By: E&P Staff Newspaper-owned news racks in downtown Dallas will soon be replaced by uniform city-owned boxes with a heft rent under an ordinance approved unanimously by the city council.
The new law bans individual news racks from downtown and some nearby neighborhoods, and mandates that newspapers and other publications distributed on the street must be vended from multiple-titled or individual racks owned by the city -- and leased by publications at a rate of $179 a year.
The current permit fee for a new rack is $5 per box. The new law takes effect in June 2008.
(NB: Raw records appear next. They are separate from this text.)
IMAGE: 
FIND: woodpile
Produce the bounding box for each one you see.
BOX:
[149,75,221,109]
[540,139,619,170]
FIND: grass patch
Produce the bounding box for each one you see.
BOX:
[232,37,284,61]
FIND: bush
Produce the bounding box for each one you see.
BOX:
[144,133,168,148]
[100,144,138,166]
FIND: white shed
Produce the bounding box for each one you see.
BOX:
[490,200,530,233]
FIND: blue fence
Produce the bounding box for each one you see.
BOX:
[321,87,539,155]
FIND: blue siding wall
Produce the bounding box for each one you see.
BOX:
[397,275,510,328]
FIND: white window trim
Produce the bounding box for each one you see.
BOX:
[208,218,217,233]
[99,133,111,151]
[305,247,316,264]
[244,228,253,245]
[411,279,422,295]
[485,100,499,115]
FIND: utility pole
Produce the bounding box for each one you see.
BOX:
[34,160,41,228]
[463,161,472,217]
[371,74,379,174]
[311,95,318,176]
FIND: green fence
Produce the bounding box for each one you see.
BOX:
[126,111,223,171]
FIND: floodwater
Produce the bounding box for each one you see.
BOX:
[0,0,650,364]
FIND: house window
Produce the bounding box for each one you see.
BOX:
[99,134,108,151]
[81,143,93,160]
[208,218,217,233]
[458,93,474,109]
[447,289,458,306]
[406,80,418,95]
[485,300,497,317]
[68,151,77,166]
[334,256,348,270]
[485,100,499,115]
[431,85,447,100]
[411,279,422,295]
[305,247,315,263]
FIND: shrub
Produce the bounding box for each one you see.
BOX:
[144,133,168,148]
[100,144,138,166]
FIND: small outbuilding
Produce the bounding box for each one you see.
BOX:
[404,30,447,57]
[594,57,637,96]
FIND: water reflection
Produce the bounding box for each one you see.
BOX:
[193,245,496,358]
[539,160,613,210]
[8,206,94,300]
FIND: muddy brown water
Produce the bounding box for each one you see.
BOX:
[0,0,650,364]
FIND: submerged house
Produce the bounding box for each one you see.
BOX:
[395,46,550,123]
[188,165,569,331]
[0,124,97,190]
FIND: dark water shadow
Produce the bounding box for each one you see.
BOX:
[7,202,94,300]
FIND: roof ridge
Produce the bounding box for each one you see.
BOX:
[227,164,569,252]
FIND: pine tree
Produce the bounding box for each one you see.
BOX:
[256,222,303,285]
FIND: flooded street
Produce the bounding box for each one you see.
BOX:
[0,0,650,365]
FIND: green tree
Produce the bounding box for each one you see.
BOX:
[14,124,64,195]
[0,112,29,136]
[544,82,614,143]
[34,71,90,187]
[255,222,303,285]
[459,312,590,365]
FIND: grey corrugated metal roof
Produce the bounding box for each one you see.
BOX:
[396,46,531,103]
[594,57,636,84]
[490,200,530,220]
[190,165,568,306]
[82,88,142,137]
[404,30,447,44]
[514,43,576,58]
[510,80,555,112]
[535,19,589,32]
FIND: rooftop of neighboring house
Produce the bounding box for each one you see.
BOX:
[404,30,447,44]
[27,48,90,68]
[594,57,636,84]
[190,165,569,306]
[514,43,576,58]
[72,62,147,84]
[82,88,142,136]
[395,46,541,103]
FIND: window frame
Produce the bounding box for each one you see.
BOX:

"It'll make downtown look a lot better. This is a great move," Dallas Mayor Laura Miller said, according to a story by Dallas Morning News reporter Dave Levinthal. Miller is a former columnist for the free alternative weekly Dallas Observer.
Dallas is purchasing the racks at an initial cost of $877,000. In his blog on the Observer's Web site, staff writer Jim Schutze quotes the city's director of development services, Theresa O'Donnell, as saying the law will also require about $321,000 a year for new staff, "so a total cost of $1.2 million for the initial implementation."
Belo Corp., publisher of the Morning News plus two other rack-distributed dailies, Quick and Al Dia, supports the ordinance in principle, its operations vice president, Dan Blizzard, said in Thursday's Morning News article.
But like other bigger publishers, Belo is concerned about the lottery system that will be used to allocate spaces in the eight-title racks.